Figure 10: LoadLibrary() function hash
LoadLibrary()
is exported by the Kernel32 library. So when LoadLibrary()
itself needs to be resolved in the obfuscated IAT, Kernel32 can not be loaded. Thanks to the few non-obfuscated functions (see Figure 3), Kernel32 is already loaded when the process starts up. When LoadLibrary()
must be resolved, the program looks into its Process Environment Block for loaded modules, and retrieve the adresse of Kernel32 with yet another hash mechanism.
Figure 11: DLL retrieval from PEB structure
Function name and address resolution
Once the DLL address is known, the following code is executed:
Figure 12: Unknown code
The offset 0x3C and 0x78 are noticeable for a PE file. 0x3C is the offset of the PE header and 0x78 is the offset of the IMAGE_DATA_DIRECTORY structure in this PE header. Data directories contain various information about the PE file. The first one (offset 0x00 in the IMAGE_DATA_DIRECTORY) is the IMAGE_EXPORT_DIRECTORY, containing information about exported functions. Here is its layout:
struct _IMAGE_EXPORT_DIRECTORY
{
DWORD Characteristics;
DWORD TimeDateStamp;
WORD MajorVersion;
WORD MinorVersion;
DWORD Name;
DWORD Base;
DWORD NumberOfFunctions;
DWORD NumberOfNames;
DWORD AddressOfFunctions;
DWORD AddressOfNames;
DWORD AddressOfNameOrdinals;
};
We can import this structure in IDA and change the v18
variable type. We now see which fields of the structure are accessed
Figure 13: Exported function access
Each exported function name is then hashed and compared with the unknown hash. If they match, the unknown dword is replaced with the correct function address.

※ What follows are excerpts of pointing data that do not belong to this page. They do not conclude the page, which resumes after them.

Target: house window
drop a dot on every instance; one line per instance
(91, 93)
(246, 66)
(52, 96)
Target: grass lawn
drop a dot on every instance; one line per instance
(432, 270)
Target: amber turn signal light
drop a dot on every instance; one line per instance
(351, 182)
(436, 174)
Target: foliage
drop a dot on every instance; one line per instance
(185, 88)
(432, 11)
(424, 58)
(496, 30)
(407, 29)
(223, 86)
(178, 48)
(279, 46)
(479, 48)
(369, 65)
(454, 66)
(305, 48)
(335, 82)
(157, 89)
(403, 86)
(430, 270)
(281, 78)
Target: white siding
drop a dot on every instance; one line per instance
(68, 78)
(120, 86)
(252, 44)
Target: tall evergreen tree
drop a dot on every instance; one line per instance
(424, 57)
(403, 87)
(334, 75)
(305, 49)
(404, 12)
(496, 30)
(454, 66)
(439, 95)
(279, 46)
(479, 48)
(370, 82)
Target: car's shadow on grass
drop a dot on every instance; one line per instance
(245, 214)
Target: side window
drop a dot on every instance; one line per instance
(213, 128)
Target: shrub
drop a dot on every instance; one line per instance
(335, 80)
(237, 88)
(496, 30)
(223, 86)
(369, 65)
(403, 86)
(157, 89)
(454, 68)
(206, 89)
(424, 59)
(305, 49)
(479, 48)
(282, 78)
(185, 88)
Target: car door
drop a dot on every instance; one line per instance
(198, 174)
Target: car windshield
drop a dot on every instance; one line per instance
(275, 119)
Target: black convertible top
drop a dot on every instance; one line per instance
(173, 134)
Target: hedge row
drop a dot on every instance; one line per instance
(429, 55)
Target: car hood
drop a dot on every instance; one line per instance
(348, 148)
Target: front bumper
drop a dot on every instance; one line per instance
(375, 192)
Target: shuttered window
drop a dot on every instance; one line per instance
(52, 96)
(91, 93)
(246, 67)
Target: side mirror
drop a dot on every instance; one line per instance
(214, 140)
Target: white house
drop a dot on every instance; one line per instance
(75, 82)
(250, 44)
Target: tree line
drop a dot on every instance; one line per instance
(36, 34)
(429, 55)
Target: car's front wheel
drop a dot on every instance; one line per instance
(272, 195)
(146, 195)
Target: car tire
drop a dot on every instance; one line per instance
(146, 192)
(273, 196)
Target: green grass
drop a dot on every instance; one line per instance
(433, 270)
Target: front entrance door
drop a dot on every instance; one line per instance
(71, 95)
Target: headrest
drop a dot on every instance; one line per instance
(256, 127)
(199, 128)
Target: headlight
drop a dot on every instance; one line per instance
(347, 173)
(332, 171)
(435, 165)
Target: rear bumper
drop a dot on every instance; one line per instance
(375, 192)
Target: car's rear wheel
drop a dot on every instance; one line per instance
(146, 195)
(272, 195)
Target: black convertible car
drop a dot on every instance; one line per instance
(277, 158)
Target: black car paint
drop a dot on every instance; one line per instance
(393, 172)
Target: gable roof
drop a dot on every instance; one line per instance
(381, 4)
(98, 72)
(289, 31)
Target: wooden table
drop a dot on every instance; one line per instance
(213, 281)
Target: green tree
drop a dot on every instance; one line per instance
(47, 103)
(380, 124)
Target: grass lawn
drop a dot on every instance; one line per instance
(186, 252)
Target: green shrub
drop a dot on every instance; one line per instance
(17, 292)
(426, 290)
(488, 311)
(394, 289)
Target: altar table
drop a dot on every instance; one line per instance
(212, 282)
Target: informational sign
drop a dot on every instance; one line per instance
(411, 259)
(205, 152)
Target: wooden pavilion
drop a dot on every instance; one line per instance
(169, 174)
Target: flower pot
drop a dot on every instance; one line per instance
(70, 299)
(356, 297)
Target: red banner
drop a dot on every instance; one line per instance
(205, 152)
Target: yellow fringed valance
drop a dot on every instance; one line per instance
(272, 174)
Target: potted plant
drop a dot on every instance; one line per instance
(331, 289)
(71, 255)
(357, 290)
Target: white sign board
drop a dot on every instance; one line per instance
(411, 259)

Figure 14: Function hashes comparison
Function name hashing
Function names are hashed with the following code:
Figure 15: Hash function
The for
loop as displayed by IDA decompiler may not be very clear. Here is an equivalent in python:
def mw_get_fn_name_hash(fn_name):
result = 0x2B
for c in fn_name:
result = ord(c) + 0x10F * result
return result
This hash function do not need to be very robust, as potential inputs are limited to function names from common DLL.
Automation
Now that we understand the deobfuscation mechanism, we can rename every dword in the obfuscated IAT with the correct function name. The OALabs team provides IDA scripts to automate this process especially for Sodinokibi. The first script [2] builds hashes for functions in commonly used DLL. The second script [3] compares every dword in the obfuscated IAT to the previously build hashes. If they match, the dword is renamed to the corresponding function name.
After executing the scripts, functions are successfuly renamed. For exemple, here are dwords from Figure 4 resolved into CreateMutexW()
and RtlGetLastWin32Error()
.
Figure 16: Resolved calls
Encrypted strings
The malware contains no meaningful strings. They might be obfuscated or encrypted. Let’s take a look at the CreateMutexW()
call we just resolved:
Figure 17: Unknown mutex name
Here, v2
has to be a string containing the mutex name. It is only used in sub_4056E3()
, a function that is called in many other places with unk_4101C0
as the first argument:
Figure 18: sub_4056E3 xrefs
Considering how frequently sub_4056E3()
is called, it is probably used to somehow initialize strings. By looking into it, we can find the following code:
Figure 19: RC4 extract from binary
We notice two loops going from 0 to 255 (0x100 values). This scheme is characteristic of the RC4 encryption algorithm. Here is the equivalent pseudo code taken from the RC4 Wikipedia page:
Figure 20: RC4 pseudocode
RC4 needs to know the key, the data to encrypt or decrypt, and their respective size. We can rename sub_4056E3()
arguments as follow:
Figure 21: String decryption function arguments
unk_4101C0
(renamed ptr_to_enc_str
) is a pointer to a data blob containing encrypted strings and their decryption key. The next argument is the offset to the key in the data blob. Then, the key and string sizes are given. The string offset in the blob is obtained by adding the key offset and the key size. This means that the key and the corresponding string are adjacent in the data blob.
Automation
Here again, OAlabs provides a script [4] to automate stings decryption. For each call to sub_4056E3()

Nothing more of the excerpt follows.